I think a better solution would be to block all the traffic, but have a comment ...

Jach · 2025-07-17T15:15:40 1752765340

It's a nice option to have and maybe good in some cases. It reminds me of the nicety that some journalists do when requesting if they can use some video uploaded on social media for their show or piece. I do like the approach and shifting of first contact burden, as well as the general philosophical principle that blocking ought to be reversible and also temporary rather than permanent (though I also like the idea of exponential timeouts that can become effectively permanent). Still, I don't see myself ever doing anything like that. I'd still prefer to just not know about the bot at all, and if I did decide to perma-block them, unless the first contact comes with sufficient dollar signs attached I'm likely to ignore it entirely. I'm not usually in the mood for starting random negotiation with anybody.

I also tend to see the web from the "open web" dream perspective. By default no traffic is blocked. The burden of requesting is already inherently done with a client -- they request a route, and I serve it or not. For things like my blog I don't tend to care who is requesting a particular route -- even admin pages can be requested, they just don't get anything without being logged in. If someone is being "cute" requesting non-existent wordpress pages or what have you, searching for vulnerabilities, or have an annoying/ugly user agent string, or are just pounding me for no real reason, then I do start to care. (The "pounding" aspect is a bit trickier -- I look at steady state. Another comment mentioned cutting their db server's cpu load in half by dropping unlikely-to-be-real-users from two countries. For me, if that is merely a steady state reduction from like 10% of a machine to 5%, I don't really care, I start caring when it would get in the way of real growth without having to use more resources.)

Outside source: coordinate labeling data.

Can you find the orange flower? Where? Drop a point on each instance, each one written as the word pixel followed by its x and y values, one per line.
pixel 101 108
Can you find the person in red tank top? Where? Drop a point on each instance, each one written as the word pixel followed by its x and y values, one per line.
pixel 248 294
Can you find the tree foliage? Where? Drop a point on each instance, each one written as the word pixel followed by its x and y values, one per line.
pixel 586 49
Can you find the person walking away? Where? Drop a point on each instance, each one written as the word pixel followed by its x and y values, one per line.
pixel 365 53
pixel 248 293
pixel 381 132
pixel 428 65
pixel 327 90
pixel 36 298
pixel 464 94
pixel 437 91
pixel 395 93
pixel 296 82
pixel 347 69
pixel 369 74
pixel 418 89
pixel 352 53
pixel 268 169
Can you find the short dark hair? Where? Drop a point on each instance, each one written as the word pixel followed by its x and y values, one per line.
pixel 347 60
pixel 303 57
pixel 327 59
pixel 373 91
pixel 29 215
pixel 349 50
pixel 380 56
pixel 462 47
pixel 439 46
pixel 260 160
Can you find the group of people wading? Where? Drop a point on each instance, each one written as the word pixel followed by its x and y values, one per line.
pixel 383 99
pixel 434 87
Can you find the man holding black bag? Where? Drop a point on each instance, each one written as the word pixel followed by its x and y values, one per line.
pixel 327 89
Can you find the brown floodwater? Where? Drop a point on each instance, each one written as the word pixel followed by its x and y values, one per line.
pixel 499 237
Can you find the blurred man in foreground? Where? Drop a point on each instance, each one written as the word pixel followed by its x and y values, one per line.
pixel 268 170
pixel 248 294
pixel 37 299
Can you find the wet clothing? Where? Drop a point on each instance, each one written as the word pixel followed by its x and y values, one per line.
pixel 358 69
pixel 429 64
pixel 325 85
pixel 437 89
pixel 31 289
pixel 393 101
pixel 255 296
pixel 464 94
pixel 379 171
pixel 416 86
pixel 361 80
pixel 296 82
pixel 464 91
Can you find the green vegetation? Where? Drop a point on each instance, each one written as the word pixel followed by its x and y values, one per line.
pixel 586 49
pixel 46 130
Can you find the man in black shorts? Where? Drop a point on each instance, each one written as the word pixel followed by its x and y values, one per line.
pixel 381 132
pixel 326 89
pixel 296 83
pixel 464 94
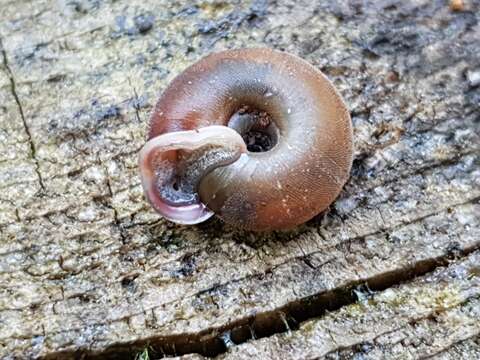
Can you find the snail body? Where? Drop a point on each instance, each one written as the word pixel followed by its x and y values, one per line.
pixel 290 160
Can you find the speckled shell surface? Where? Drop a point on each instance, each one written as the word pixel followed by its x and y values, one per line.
pixel 309 165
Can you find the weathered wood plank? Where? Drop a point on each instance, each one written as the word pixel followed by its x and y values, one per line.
pixel 418 319
pixel 87 267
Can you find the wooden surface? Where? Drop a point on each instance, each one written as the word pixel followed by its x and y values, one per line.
pixel 88 269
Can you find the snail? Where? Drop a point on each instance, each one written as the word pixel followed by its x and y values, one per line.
pixel 256 136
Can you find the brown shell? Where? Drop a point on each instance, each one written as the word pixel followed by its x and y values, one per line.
pixel 308 167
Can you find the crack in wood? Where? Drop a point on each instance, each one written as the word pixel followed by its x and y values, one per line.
pixel 211 342
pixel 13 89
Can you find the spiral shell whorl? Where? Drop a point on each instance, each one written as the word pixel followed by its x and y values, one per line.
pixel 303 173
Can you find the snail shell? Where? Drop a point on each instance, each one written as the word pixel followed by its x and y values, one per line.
pixel 298 169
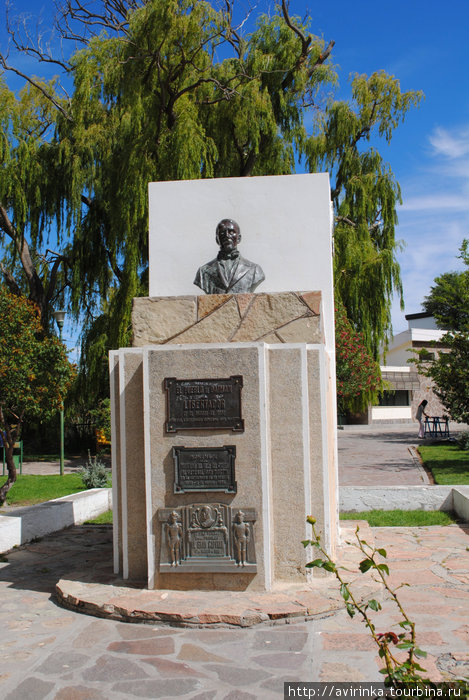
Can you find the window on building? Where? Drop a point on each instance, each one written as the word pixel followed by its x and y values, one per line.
pixel 397 397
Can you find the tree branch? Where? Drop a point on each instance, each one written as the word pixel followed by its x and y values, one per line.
pixel 37 85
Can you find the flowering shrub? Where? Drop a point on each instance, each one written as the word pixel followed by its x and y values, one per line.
pixel 358 374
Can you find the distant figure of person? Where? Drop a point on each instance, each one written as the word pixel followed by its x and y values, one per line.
pixel 242 535
pixel 174 535
pixel 229 272
pixel 420 413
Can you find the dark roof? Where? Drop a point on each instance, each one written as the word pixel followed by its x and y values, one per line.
pixel 422 314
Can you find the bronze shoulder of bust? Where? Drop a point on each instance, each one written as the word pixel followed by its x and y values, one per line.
pixel 229 272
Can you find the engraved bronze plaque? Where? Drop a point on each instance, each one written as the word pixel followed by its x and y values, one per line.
pixel 207 404
pixel 204 469
pixel 207 537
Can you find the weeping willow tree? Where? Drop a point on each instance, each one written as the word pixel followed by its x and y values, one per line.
pixel 173 89
pixel 365 194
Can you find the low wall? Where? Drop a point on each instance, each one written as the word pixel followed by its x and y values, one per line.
pixel 364 498
pixel 22 525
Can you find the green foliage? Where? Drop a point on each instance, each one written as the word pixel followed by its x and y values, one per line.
pixel 365 195
pixel 448 300
pixel 30 489
pixel 448 463
pixel 450 374
pixel 449 303
pixel 402 518
pixel 101 416
pixel 462 441
pixel 358 374
pixel 34 373
pixel 176 91
pixel 94 474
pixel 103 519
pixel 34 369
pixel 398 670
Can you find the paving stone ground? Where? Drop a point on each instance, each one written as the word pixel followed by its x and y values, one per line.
pixel 50 653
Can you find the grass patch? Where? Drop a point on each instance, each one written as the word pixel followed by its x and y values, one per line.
pixel 448 464
pixel 402 518
pixel 29 489
pixel 42 458
pixel 103 519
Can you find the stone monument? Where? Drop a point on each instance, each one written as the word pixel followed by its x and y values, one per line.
pixel 223 411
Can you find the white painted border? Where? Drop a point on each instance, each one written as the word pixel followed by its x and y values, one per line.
pixel 266 479
pixel 306 446
pixel 323 378
pixel 147 447
pixel 113 371
pixel 125 540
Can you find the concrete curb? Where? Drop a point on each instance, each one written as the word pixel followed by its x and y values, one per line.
pixel 22 525
pixel 93 592
pixel 355 499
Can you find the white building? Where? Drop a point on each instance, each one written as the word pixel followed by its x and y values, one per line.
pixel 407 388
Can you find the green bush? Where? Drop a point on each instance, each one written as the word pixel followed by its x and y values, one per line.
pixel 94 474
pixel 463 441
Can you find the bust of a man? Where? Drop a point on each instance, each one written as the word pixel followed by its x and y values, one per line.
pixel 229 272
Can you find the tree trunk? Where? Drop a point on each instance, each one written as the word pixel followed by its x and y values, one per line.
pixel 10 462
pixel 10 436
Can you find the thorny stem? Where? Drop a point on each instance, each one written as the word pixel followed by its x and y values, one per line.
pixel 383 644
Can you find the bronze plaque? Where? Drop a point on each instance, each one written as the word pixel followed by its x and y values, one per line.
pixel 207 404
pixel 204 469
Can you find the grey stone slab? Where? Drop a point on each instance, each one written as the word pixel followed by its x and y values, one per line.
pixel 30 689
pixel 289 641
pixel 157 688
pixel 237 676
pixel 61 663
pixel 112 668
pixel 288 660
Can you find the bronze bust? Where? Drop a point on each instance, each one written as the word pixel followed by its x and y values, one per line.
pixel 229 272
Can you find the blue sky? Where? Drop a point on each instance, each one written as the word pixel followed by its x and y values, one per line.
pixel 425 45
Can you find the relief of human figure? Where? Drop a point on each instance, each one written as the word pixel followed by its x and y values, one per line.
pixel 242 535
pixel 174 537
pixel 229 272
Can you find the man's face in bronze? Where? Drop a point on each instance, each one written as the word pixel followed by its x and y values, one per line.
pixel 228 235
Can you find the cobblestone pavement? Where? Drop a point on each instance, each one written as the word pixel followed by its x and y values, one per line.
pixel 49 653
pixel 380 456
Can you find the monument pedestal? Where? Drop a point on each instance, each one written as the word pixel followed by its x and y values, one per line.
pixel 223 441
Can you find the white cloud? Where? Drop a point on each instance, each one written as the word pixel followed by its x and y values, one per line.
pixel 454 202
pixel 449 145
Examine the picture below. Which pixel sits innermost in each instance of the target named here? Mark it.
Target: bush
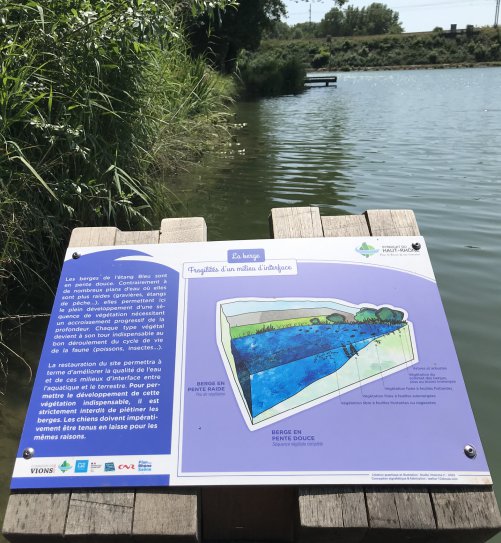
(94, 102)
(321, 60)
(270, 75)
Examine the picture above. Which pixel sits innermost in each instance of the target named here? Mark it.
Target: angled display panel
(303, 361)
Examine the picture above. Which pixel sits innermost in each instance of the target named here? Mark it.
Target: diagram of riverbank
(283, 356)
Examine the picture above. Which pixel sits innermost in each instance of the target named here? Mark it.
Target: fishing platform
(287, 513)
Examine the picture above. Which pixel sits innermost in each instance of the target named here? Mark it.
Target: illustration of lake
(284, 356)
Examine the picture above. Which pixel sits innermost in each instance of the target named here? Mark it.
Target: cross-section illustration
(283, 356)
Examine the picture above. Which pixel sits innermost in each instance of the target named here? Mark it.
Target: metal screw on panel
(28, 453)
(470, 451)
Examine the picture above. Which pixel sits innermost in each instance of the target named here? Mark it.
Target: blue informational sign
(318, 361)
(103, 397)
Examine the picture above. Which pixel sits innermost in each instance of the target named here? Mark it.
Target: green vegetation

When I was hosting on EC2, I used to have very mild anxiety that I'd piss off someone and they'd try to "harm" me by launching a botnet of requests at large media files and rack up bandwidth costs. (I believe it when some people say this has happened more organically with normal bots in the age of LLMs, but my concern was more targeted botnets/ddos.) There are a few ways to mitigate that anxiety: 1) setup monitoring, alerts, and triggers directly in code running on the instance itself or via overseeing AWS tools (I did the latter, which is less reliable, but still. There was a threshold to shutdown the whole instance, minimizing the total damage possible to something like under a couple hundred bucks, I forget the details of trying to calculate how much traffic could theoretically be served before the monitoring side noticed) 2) hide behind cloudflare and their unlimited bandwidth, as my content was mostly static (I didn't do that) 3) move/rearchitect to a free host like github pages, give up hosting my own comments (again didn't do) 4) move to OVH which has unlimited bandwidth (did this when Amazon wanted to start charging an absurd amount for just a single ipv4 address).

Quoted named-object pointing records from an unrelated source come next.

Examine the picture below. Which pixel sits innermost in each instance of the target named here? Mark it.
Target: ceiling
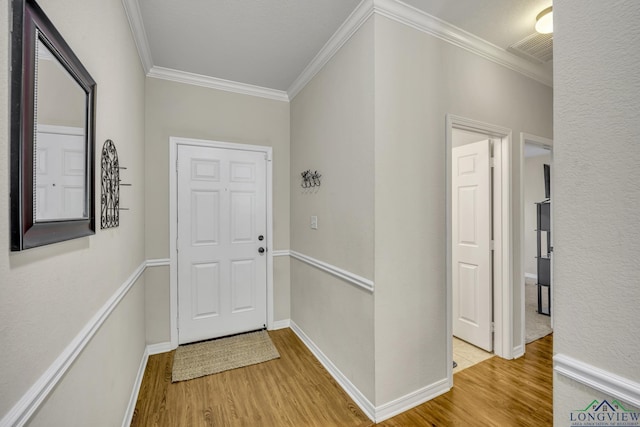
(269, 43)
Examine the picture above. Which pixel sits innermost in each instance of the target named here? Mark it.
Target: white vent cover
(537, 48)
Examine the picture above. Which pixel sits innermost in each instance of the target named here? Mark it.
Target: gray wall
(332, 132)
(176, 109)
(419, 79)
(597, 197)
(49, 294)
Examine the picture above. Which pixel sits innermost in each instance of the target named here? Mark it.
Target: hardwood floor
(296, 390)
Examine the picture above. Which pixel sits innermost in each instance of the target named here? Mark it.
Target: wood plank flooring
(296, 390)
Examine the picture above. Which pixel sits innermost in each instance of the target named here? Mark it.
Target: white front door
(60, 178)
(471, 244)
(222, 262)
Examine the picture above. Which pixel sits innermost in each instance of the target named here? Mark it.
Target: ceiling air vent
(537, 48)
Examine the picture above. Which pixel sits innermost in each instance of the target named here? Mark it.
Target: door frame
(547, 143)
(174, 143)
(503, 260)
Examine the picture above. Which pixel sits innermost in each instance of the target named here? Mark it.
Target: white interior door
(222, 262)
(471, 244)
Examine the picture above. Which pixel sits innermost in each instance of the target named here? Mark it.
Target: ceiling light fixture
(544, 21)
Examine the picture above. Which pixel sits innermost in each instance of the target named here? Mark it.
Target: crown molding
(422, 21)
(132, 9)
(348, 28)
(408, 15)
(395, 10)
(215, 83)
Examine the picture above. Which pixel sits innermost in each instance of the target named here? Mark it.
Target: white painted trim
(150, 350)
(598, 379)
(174, 142)
(518, 351)
(336, 271)
(408, 15)
(161, 347)
(411, 400)
(281, 252)
(422, 21)
(22, 411)
(342, 35)
(216, 83)
(344, 382)
(132, 10)
(382, 412)
(60, 130)
(280, 324)
(503, 297)
(131, 407)
(159, 262)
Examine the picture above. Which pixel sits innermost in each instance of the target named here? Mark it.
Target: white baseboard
(357, 396)
(280, 324)
(411, 400)
(128, 416)
(24, 409)
(518, 351)
(375, 413)
(150, 350)
(598, 379)
(162, 347)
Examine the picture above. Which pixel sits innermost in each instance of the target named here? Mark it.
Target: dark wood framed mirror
(52, 134)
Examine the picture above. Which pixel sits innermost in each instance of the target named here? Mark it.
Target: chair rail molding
(336, 271)
(29, 403)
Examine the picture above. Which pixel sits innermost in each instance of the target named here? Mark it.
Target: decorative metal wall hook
(110, 199)
(310, 179)
(111, 183)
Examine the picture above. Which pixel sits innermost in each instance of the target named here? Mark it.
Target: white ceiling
(268, 43)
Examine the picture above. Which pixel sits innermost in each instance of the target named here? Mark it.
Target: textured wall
(49, 294)
(596, 158)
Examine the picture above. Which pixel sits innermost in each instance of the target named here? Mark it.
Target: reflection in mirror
(59, 151)
(52, 134)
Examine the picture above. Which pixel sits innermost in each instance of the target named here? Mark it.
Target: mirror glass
(59, 141)
(52, 198)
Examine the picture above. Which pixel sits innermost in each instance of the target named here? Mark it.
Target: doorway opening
(244, 232)
(495, 214)
(536, 236)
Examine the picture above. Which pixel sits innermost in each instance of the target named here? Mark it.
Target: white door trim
(174, 142)
(543, 142)
(503, 304)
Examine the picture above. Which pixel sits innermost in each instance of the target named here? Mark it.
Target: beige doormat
(211, 357)
(537, 325)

EPendragon · 2025-07-17T15:57:44 1752767864

I can see how it could lead to more overhead when communicating with the requesters. That could be a lot in the event that lots of them might want to crawl your resource.

I can see the argument that if I want to hide something, I should put it behind the layer of authentication. Robots is not a substitution for proper access control mechanisms. It is more of a "if they do honor this document, this would reduce the unnecessary traffic to my site" notion.

I appreciate you highlighting your personal experience in dealing with bots! I like the ideas of monitoring and being behind something like Cloudflare tools which would protect against the major influx of traffic. I think this is especially important for smaller sites which either use low or free tiers of cloud services.